Senior representatives of the six nations were to meet at London's Foreign Office at midday to discuss how to respond to Iran's failure to respect a U.N. deadline to halt its uranium enrichment work.
The U.N.'s nuclear watchdog agency confirmed Thursday that Iran had ignored a Security Council ultimatum to freeze enrichment a possible pathway to nuclear arms and had instead expanded its program.
A senior British diplomat who will be attending Monday's meeting said diplomats would examine options for further sanctions, including whittling away at lucrative export credits Iran receives from Europe in support of trade. Restrictions on arms exports to Iran are also likely to be discussed, said the diplomat, who spoke on condition of anonymity because of the sensitivity of the subject.
No conclusions are expected after the meeting. Instead, the diplomats will return to their home capitals to report on the issues they discussed.
The U.S. and its European allies have been urging Iran to halt its enrichment program and re-enter negotiations meant to ease concerns that Tehran could be intending to use its civilian nuclear power program as a cover to produce weapons.
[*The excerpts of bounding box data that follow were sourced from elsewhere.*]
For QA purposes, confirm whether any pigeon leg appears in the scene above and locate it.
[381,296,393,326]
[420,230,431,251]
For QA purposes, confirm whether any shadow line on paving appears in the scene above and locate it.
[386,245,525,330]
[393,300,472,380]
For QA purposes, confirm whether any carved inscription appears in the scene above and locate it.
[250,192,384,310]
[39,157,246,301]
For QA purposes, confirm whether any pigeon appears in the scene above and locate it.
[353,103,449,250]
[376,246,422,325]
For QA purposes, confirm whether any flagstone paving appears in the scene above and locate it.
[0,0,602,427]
Iran has refused to give up enrichment, and insists its only interest in the technology is for the production of fuel for nuclear power plants.
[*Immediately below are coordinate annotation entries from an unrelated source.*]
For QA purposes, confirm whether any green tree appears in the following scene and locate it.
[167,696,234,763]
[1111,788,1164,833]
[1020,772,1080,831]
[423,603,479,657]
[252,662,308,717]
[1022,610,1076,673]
The British official said there was evidence that the Security Council's adoption of limited economic sanctions against Iran in December had begun to show success.
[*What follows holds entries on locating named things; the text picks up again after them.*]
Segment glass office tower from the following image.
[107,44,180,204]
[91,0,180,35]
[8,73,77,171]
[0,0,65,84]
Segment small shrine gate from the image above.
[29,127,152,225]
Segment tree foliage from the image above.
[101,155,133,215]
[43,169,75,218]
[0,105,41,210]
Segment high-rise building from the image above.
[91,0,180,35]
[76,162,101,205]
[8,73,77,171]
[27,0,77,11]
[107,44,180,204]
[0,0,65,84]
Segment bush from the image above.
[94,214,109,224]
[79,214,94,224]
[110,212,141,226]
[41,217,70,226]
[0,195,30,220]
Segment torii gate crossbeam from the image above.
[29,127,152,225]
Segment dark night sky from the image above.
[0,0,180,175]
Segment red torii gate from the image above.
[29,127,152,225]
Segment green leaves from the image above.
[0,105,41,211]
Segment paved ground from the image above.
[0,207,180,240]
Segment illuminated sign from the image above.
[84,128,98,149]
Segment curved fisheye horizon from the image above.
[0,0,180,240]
The Dec. 23 resolution ordered all countries to stop supplying Iran with materials and technology that could contribute to its nuclear and missile programs and to freeze assets of 10 key Iranian companies and 12 individuals related to those programs.
Besides a wider arms embargo and new economic penalties, other diplomats said last week that new, tougher measures could include a mandatory travel ban against individuals on the U.N. list and an expansion of the list to make more individuals and companies subject to sanctions.
Russia and China, which both have strong commercial ties to Tehran, forced other council nations the U.S., Britain and France to drop a travel ban and other tougher measures from the December resolution and it is likely they will resist some of the harsher restrictions this time around as well.
Still, the British diplomat said all participants in the talks supported an incremental tightening of sanctions, reports AP.
On the possibility of economic penalties, he noted that European agencies provide US$20 billion (EUR15 billion) worth of export credits to support trade with Iran and that some of those credits were already shrinking.
Meanwhile, Iran's president, Mahmoud Ahmadinejad, continued to sound a defiant tone. State-run radio quoted him as saying Sunday that Iran would press ahead with uranium enrichment. He also described his nation's path as a train with no brakes.